How great is the danger? Most people are likely familiar with the idea that malware can be used to collect data that will then be used for illicit financial gain. But there's an even more frightening possibility. The same malware technologies that currently infect vast arrays of computers for the purposes of stealing data and identity information could be used to invisibly infiltrate networks and then, on remote command or at a pre-programmed time, destroy both the network and other resources connected to it.
Shamoon didn't even try to attack process control computers, the machines that handle automatic control of industrial processes. By contrast, in late 2009 or early 2010, the Stuxnet worm is believed to have destroyed up to 1,000 Iranian nuclear centrifuges by causing their control systems to increase and then decrease their operating speed, resulting in catastrophic physical damage to the delicate equipment. Stuxnet demonstrated the ability of malware to slip past the barrier presented by physical isolation of equipment, infect devices that control industrial processes, and cause physical harm. Further, the Stuxnet code has long been available for other potential attackers to modify and reuse; the threat is very real.
We should heed Panetta's stark warning. What happened at Aramco could absolutely happen at any industrial plant in the United States. Shamoon was very likely introduced when the recipient of a maliciously crafted email clicked on an attachment, or was deliberately implanted by a trusted insider. Vulnerability to human mistakes or insider attacks exists in every company and in every sector.
Panetta indicated that it's time to rewrite the rules for engagement in the cyber-world. Policy rules have to be informed by technological realities. Major efforts in technology development will figure prominently in the battle and may take many forms. Better defenses are technically feasible, but it is technically infeasible to make defenses perfect and still have systems be usable for legitimate functions.
Defending against cyber-attackers is something like playing "whack-a-mole"; you may swat down some types of attacks, but new ones spring up to replace them. Our best shot is to admit that the goal of preventing 100% of intrusions is simply not realistic, and structure systems so that they are capable of managing and containing the effects of attacks. We also cannot expect to achieve the capability to identify an attacker as quickly as an attack can be carried out. At present, any methods we have to identify attackers who are determined to be anonymous rely on human analysis of multiple sources of data.

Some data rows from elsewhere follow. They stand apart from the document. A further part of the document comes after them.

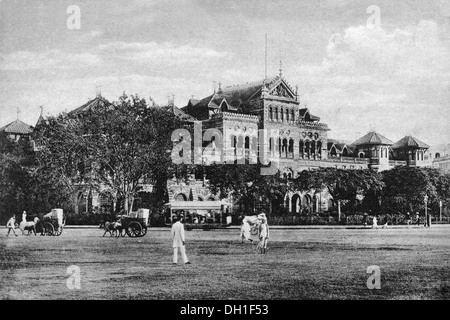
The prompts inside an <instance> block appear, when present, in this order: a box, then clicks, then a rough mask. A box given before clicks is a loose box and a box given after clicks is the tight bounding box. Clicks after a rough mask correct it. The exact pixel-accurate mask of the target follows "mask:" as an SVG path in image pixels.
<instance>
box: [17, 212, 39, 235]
mask: <svg viewBox="0 0 450 320" xmlns="http://www.w3.org/2000/svg"><path fill="white" fill-rule="evenodd" d="M38 223H39V218H38V217H35V218H34V220H33V221H22V222H21V223H20V224H19V229H20V230H21V231H22V235H23V234H24V233H25V230H27V231H28V235H30V234H31V233H32V232H34V235H35V236H36V225H37V224H38Z"/></svg>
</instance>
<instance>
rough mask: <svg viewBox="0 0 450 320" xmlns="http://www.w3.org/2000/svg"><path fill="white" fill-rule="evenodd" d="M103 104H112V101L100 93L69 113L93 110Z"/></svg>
mask: <svg viewBox="0 0 450 320" xmlns="http://www.w3.org/2000/svg"><path fill="white" fill-rule="evenodd" d="M104 106H112V103H111V102H109V101H108V100H106V99H105V98H103V97H102V96H101V95H98V96H97V97H95V98H94V99H92V100H89V101H88V102H87V103H85V104H83V105H82V106H81V107H78V108H76V109H75V110H72V111H70V112H69V113H71V114H78V113H83V112H87V111H95V110H96V109H98V108H99V107H104Z"/></svg>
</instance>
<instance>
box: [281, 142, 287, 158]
mask: <svg viewBox="0 0 450 320" xmlns="http://www.w3.org/2000/svg"><path fill="white" fill-rule="evenodd" d="M287 148H288V143H287V139H283V148H282V149H281V151H282V155H283V157H286V156H287Z"/></svg>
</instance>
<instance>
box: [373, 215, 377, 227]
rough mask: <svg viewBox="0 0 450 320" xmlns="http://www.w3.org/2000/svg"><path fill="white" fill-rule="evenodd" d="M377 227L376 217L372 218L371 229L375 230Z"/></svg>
mask: <svg viewBox="0 0 450 320" xmlns="http://www.w3.org/2000/svg"><path fill="white" fill-rule="evenodd" d="M377 227H378V220H377V217H376V216H373V219H372V228H377Z"/></svg>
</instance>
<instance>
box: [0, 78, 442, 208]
mask: <svg viewBox="0 0 450 320" xmlns="http://www.w3.org/2000/svg"><path fill="white" fill-rule="evenodd" d="M108 105H111V103H110V102H109V101H108V100H106V99H105V98H104V97H102V96H101V94H99V93H98V94H97V96H96V97H95V98H94V99H91V100H89V101H88V102H87V103H85V104H84V105H82V106H80V107H78V108H76V109H74V110H73V111H71V112H70V113H72V114H75V115H77V116H78V117H80V118H82V117H83V115H84V114H86V113H87V112H89V111H93V110H95V109H96V108H98V107H100V106H108ZM161 108H163V109H164V110H166V111H167V112H170V113H173V114H174V115H175V116H177V117H179V118H181V119H183V120H185V121H186V122H188V123H190V124H191V125H192V126H199V125H201V130H202V133H203V132H205V131H206V130H208V129H216V130H218V131H219V132H220V135H221V137H220V139H221V143H220V146H221V148H220V150H218V149H216V148H215V147H213V148H210V146H211V145H213V146H215V142H218V141H216V140H215V139H216V137H215V136H213V137H212V138H211V141H210V142H206V144H203V145H202V147H203V148H202V150H201V153H202V163H203V164H205V165H207V164H208V163H209V162H211V161H219V162H222V163H224V162H226V163H256V162H257V161H258V159H260V160H261V156H262V152H263V151H264V152H265V154H264V156H265V157H263V158H265V159H268V160H269V161H272V162H275V163H276V164H277V169H279V170H280V171H281V172H282V174H283V175H284V176H285V177H286V178H288V179H289V178H295V177H296V176H297V174H298V173H299V172H301V171H302V170H311V169H315V168H323V167H333V168H340V169H369V168H370V169H372V170H378V171H383V170H389V169H391V168H393V167H395V166H399V165H403V166H430V167H431V166H435V167H437V166H440V167H444V166H445V165H447V163H448V161H447V162H446V161H445V160H446V159H445V158H444V159H442V161H440V160H439V164H435V163H437V162H436V161H434V160H433V161H431V155H428V154H427V150H428V149H429V146H428V145H427V144H425V143H424V142H422V141H420V140H419V139H417V138H415V137H411V136H406V137H404V138H403V139H401V140H399V141H398V142H396V143H393V142H392V141H391V140H389V139H388V138H386V137H384V136H383V135H381V134H379V133H377V132H374V131H372V132H369V133H367V134H366V135H364V136H363V137H361V138H360V139H358V140H357V141H355V142H353V143H351V144H347V143H345V142H342V141H338V140H334V139H331V138H330V137H329V133H330V129H329V128H328V125H327V124H325V123H322V122H320V117H318V116H317V115H314V114H313V113H312V112H311V110H310V109H309V108H306V107H302V105H301V103H300V101H299V95H298V87H295V89H294V88H293V87H292V86H291V85H290V84H289V83H288V81H287V80H286V79H285V78H284V77H283V76H282V74H281V72H280V74H279V75H278V76H276V77H273V78H270V79H263V80H260V81H256V82H249V83H245V84H240V85H233V86H226V87H223V88H222V85H221V84H219V87H218V90H214V92H213V93H212V94H211V95H209V96H207V97H205V98H203V99H190V100H189V101H188V103H187V105H186V106H185V107H183V108H178V107H177V106H175V103H174V99H170V98H169V102H168V104H167V105H166V106H162V107H161ZM42 121H45V119H44V118H43V117H42V114H41V117H40V118H39V120H38V124H39V123H40V122H42ZM261 130H265V132H266V134H265V135H264V136H263V138H262V139H261V140H260V137H259V135H260V132H261ZM0 131H4V132H7V133H8V134H10V135H12V138H14V139H17V138H18V137H20V136H23V135H28V134H30V133H31V131H32V127H31V126H29V125H27V124H25V123H23V122H21V121H20V120H16V121H14V122H12V123H10V124H8V125H6V126H4V127H3V128H1V129H0ZM261 142H262V145H261ZM206 147H208V148H206ZM438 156H439V154H438V153H436V158H438ZM241 161H242V162H241ZM207 183H208V182H207V179H206V177H205V176H203V174H202V173H201V174H199V173H193V174H192V175H191V176H190V177H189V179H187V180H185V179H183V181H181V180H177V179H176V178H175V177H174V178H173V179H169V180H168V182H167V187H168V194H169V201H170V202H174V201H207V200H218V198H219V196H218V195H214V194H211V192H210V191H209V189H208V188H207ZM77 187H78V194H77V203H78V204H77V206H76V208H75V211H76V212H80V213H81V212H85V211H88V210H90V209H91V208H93V207H102V206H103V207H108V206H110V207H111V208H110V209H113V208H112V206H113V203H114V201H113V198H114V194H113V193H112V192H111V191H110V190H108V189H107V188H105V187H102V188H100V189H101V190H100V191H98V190H93V189H90V188H89V187H88V184H85V183H83V181H80V182H79V183H78V184H77ZM142 187H143V190H145V191H147V192H151V189H152V185H151V181H142ZM229 200H231V201H232V199H229ZM331 204H332V201H330V196H329V195H328V194H326V193H325V192H322V193H314V194H313V193H305V192H290V193H288V194H287V195H286V197H285V202H284V206H285V207H286V208H288V210H289V211H291V212H294V213H295V212H300V211H301V210H302V208H305V207H306V208H311V209H312V211H315V212H320V211H326V210H328V209H329V208H330V205H331Z"/></svg>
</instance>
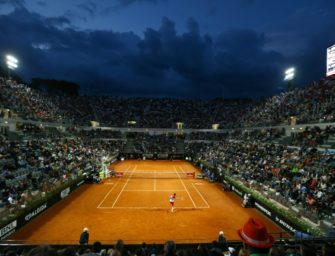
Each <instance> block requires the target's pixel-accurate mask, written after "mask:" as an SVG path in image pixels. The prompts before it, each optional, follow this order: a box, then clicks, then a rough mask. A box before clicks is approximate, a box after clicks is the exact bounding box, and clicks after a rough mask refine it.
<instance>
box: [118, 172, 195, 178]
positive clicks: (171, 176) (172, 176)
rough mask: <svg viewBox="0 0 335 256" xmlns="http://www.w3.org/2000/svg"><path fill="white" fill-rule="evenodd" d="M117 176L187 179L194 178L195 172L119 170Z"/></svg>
mask: <svg viewBox="0 0 335 256" xmlns="http://www.w3.org/2000/svg"><path fill="white" fill-rule="evenodd" d="M112 176H114V177H117V178H131V179H187V178H194V177H195V172H194V171H193V172H160V171H157V172H138V171H136V172H128V171H124V172H122V171H118V172H115V175H112Z"/></svg>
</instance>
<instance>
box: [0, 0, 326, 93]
mask: <svg viewBox="0 0 335 256" xmlns="http://www.w3.org/2000/svg"><path fill="white" fill-rule="evenodd" d="M5 2H6V1H4V0H0V3H5ZM119 2H120V4H125V5H127V4H131V3H132V2H135V1H130V0H128V1H119ZM152 2H155V1H152ZM17 3H18V4H17V5H16V8H15V10H14V11H12V12H10V13H8V14H3V15H0V31H1V33H0V41H1V44H0V51H1V52H4V53H12V54H14V55H16V56H17V57H18V58H19V61H20V67H19V69H18V71H17V72H18V73H19V74H20V75H21V76H22V77H23V78H24V79H25V80H26V81H27V82H29V80H30V79H31V78H32V77H41V78H52V79H63V80H68V81H73V82H77V83H79V84H80V85H81V92H82V93H85V94H109V95H127V96H150V97H152V96H154V97H155V96H156V97H178V98H194V97H198V98H213V97H218V96H222V97H228V98H231V97H235V98H236V97H263V96H268V95H271V94H273V93H276V92H278V88H280V87H282V86H283V82H282V70H283V69H284V68H285V66H286V65H287V64H288V63H291V62H292V60H293V59H294V61H295V62H296V63H300V64H301V65H305V66H306V67H307V68H309V67H311V65H312V63H315V62H320V61H322V60H321V58H317V57H315V56H318V55H319V50H320V48H322V47H325V45H324V44H325V43H324V41H322V40H321V39H320V40H319V41H318V42H317V44H316V43H315V42H310V44H314V46H315V45H316V47H317V48H314V51H311V52H310V56H309V57H308V58H307V59H306V57H305V56H303V55H299V54H297V55H296V56H286V55H285V54H283V53H281V52H279V51H276V50H274V49H271V48H269V47H268V46H269V44H271V40H272V38H271V36H269V35H268V34H267V33H266V32H262V33H260V32H258V31H256V30H253V29H234V28H231V29H228V30H225V31H222V32H221V33H219V34H218V35H215V36H213V35H209V34H203V33H201V30H200V26H199V24H198V22H197V20H196V19H195V18H189V19H188V20H187V22H186V28H187V29H186V31H185V32H183V33H178V32H177V30H176V24H175V23H174V21H173V20H171V19H169V18H168V17H163V18H162V20H161V23H160V25H159V27H158V28H157V29H154V28H150V27H148V28H146V29H145V30H144V32H143V34H142V35H138V34H135V33H134V32H131V31H130V32H117V31H113V30H80V29H77V28H76V27H75V26H73V24H72V21H71V19H69V17H66V16H57V17H45V16H43V15H41V14H37V13H34V12H31V11H29V10H28V9H26V8H25V7H23V6H22V4H23V3H24V2H23V1H17ZM19 3H21V5H20V4H19ZM78 8H81V9H83V10H84V11H86V12H87V13H88V15H91V16H93V15H94V13H95V9H96V6H95V5H94V4H88V5H80V6H78ZM318 72H320V70H318ZM316 75H317V72H314V73H313V74H311V75H310V76H308V74H307V73H306V74H305V76H304V77H301V79H300V80H299V83H301V84H303V83H305V82H306V83H307V81H310V79H312V78H313V77H315V76H316Z"/></svg>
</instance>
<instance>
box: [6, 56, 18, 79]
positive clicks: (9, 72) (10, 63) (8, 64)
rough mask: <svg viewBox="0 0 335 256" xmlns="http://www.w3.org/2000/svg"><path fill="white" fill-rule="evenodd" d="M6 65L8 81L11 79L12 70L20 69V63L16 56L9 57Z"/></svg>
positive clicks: (7, 60) (9, 56)
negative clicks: (10, 72) (15, 57)
mask: <svg viewBox="0 0 335 256" xmlns="http://www.w3.org/2000/svg"><path fill="white" fill-rule="evenodd" d="M6 63H7V67H8V79H10V70H15V69H16V68H17V67H18V63H19V61H18V60H17V59H16V58H15V57H14V56H12V55H7V56H6Z"/></svg>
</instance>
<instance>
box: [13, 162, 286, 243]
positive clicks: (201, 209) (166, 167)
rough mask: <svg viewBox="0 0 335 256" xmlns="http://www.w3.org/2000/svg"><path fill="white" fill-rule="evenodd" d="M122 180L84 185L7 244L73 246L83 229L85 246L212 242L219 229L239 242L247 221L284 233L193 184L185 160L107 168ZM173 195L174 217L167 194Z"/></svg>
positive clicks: (228, 236)
mask: <svg viewBox="0 0 335 256" xmlns="http://www.w3.org/2000/svg"><path fill="white" fill-rule="evenodd" d="M112 168H113V169H114V170H116V171H117V172H121V173H122V177H112V178H109V179H106V180H104V182H103V183H101V184H86V185H83V186H82V187H80V188H79V189H77V190H76V191H74V192H73V193H72V194H71V195H70V196H69V197H67V198H65V199H64V200H62V201H60V202H59V203H57V204H56V205H54V206H53V207H51V208H50V209H49V210H47V211H46V212H45V213H43V214H42V215H40V216H39V217H37V218H36V219H34V220H33V221H31V222H30V223H29V224H27V225H26V226H25V227H23V228H22V229H20V230H19V231H18V232H17V233H16V234H14V235H13V236H11V237H10V238H9V239H12V240H20V241H21V242H24V243H31V244H61V243H62V244H78V240H79V236H80V233H81V232H82V229H83V228H84V227H88V228H89V231H90V243H93V242H94V241H97V240H99V241H101V242H102V243H114V242H115V241H116V240H117V239H123V240H124V241H125V243H127V244H138V243H141V242H143V241H145V242H147V243H163V242H165V241H166V240H174V241H176V242H177V243H198V242H211V241H213V240H216V239H217V236H218V232H219V231H220V230H223V231H224V232H225V236H226V237H227V239H228V240H238V236H237V234H236V230H237V229H239V228H241V227H242V226H243V224H244V223H245V221H246V220H247V219H248V218H249V217H250V216H252V217H256V218H259V219H263V221H264V222H265V223H266V226H267V228H268V230H269V232H271V233H279V232H285V231H284V230H283V229H281V228H280V227H279V226H277V225H276V224H274V223H273V222H272V221H271V220H269V219H268V218H266V217H265V216H263V215H262V214H261V213H260V212H259V211H257V210H256V209H252V208H248V209H245V208H242V207H241V199H240V198H239V197H238V196H237V195H235V194H234V193H233V192H224V191H223V190H222V186H221V185H220V184H215V183H209V182H208V181H207V180H202V179H195V178H192V177H190V175H188V174H189V173H192V172H195V173H196V174H197V173H199V172H198V170H197V169H196V168H195V167H194V166H193V165H191V164H190V163H188V162H185V161H151V160H145V161H135V160H128V161H123V162H118V163H116V164H114V165H113V166H112ZM172 193H176V194H177V197H176V202H175V207H176V209H175V212H171V206H170V203H169V195H170V194H172Z"/></svg>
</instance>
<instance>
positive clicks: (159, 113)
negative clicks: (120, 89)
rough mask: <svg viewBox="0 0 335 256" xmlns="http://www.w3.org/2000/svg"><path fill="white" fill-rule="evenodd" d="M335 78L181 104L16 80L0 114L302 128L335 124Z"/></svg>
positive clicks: (201, 128)
mask: <svg viewBox="0 0 335 256" xmlns="http://www.w3.org/2000/svg"><path fill="white" fill-rule="evenodd" d="M334 84H335V79H334V78H328V79H324V80H321V81H320V82H318V83H316V82H314V83H313V84H312V85H310V86H308V87H306V88H303V89H295V90H292V91H288V92H283V93H281V94H279V95H275V96H273V97H270V98H267V99H265V100H262V101H253V100H225V99H222V98H218V99H213V100H182V99H164V98H158V99H152V98H122V97H113V96H108V97H107V96H105V97H98V96H67V95H57V94H52V95H50V94H47V93H45V92H41V91H37V90H35V89H32V88H30V87H28V86H26V85H22V84H16V83H15V82H14V81H4V79H3V78H0V89H1V92H2V93H1V95H0V109H1V108H7V109H10V110H11V111H12V112H14V113H17V114H18V116H19V117H21V118H24V119H30V120H42V121H56V122H66V123H72V124H75V125H89V122H90V121H92V120H95V121H98V122H99V123H100V124H101V125H103V126H111V127H128V126H129V121H134V122H133V124H134V125H133V126H134V127H144V128H176V122H183V127H184V128H193V129H210V128H211V127H212V124H219V125H220V128H222V129H223V128H226V129H231V128H238V127H254V126H269V125H272V126H274V125H278V124H287V123H288V122H290V118H291V117H292V116H294V117H296V119H297V122H298V123H311V122H331V121H334V120H335V107H334V105H335V104H334V101H335V97H334V95H335V89H334V88H335V86H334Z"/></svg>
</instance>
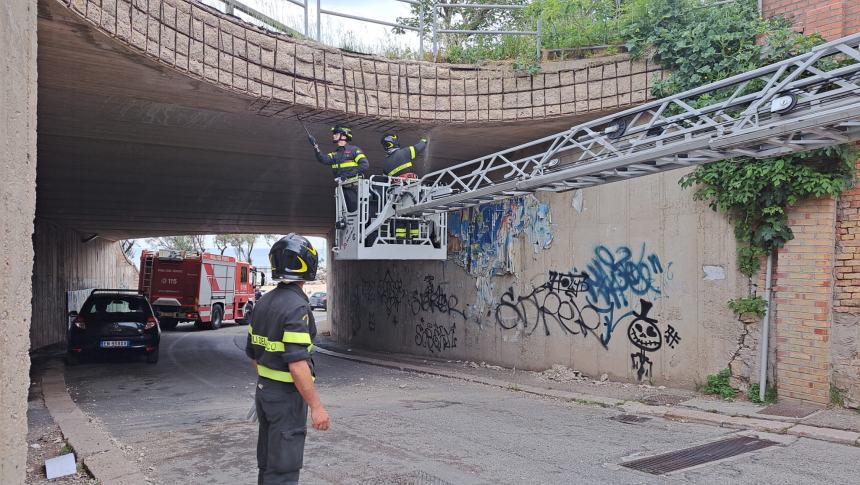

America's strategy for identifying perpetrators has to include ordinary, old-fashioned police work that correlates different sources of human intelligence, technological markers in the code itself, and network traffic forensics. It is not generally possible simply to push a few buttons and sit back while a software tool journeys across the Internet, following a trail of evidence back to the perpetrators. Even with software tools, identifying the origin of cyber terrorism takes significant human effort.
It's worth noting that ITI is engaged in some ambitious research and education efforts that will help society handle the mounting cyber security challenges of the coming years. For example, resiliency of cyber infrastructure to attack is a major area of research activity in ITI's TCIPG (Trustworthy Cyber Infrastructure for the Power Grid) Center, which is supported by the Department of Energy and Department of Homeland Security. And ITI is the recipient of a new grant from NSF to develop cross-disciplinary curricular material on digital forensics. Better and more widespread education in forensics is desperately needed, not only to support national security but also to handle the lower-level legal, business, and technical ramifications of cyber crime.
But for now, this much is clear: the cyber-world is a very dangerous place, and while technological advances are providing crucial help, they are a long way from being able to eliminate the dangers on their own.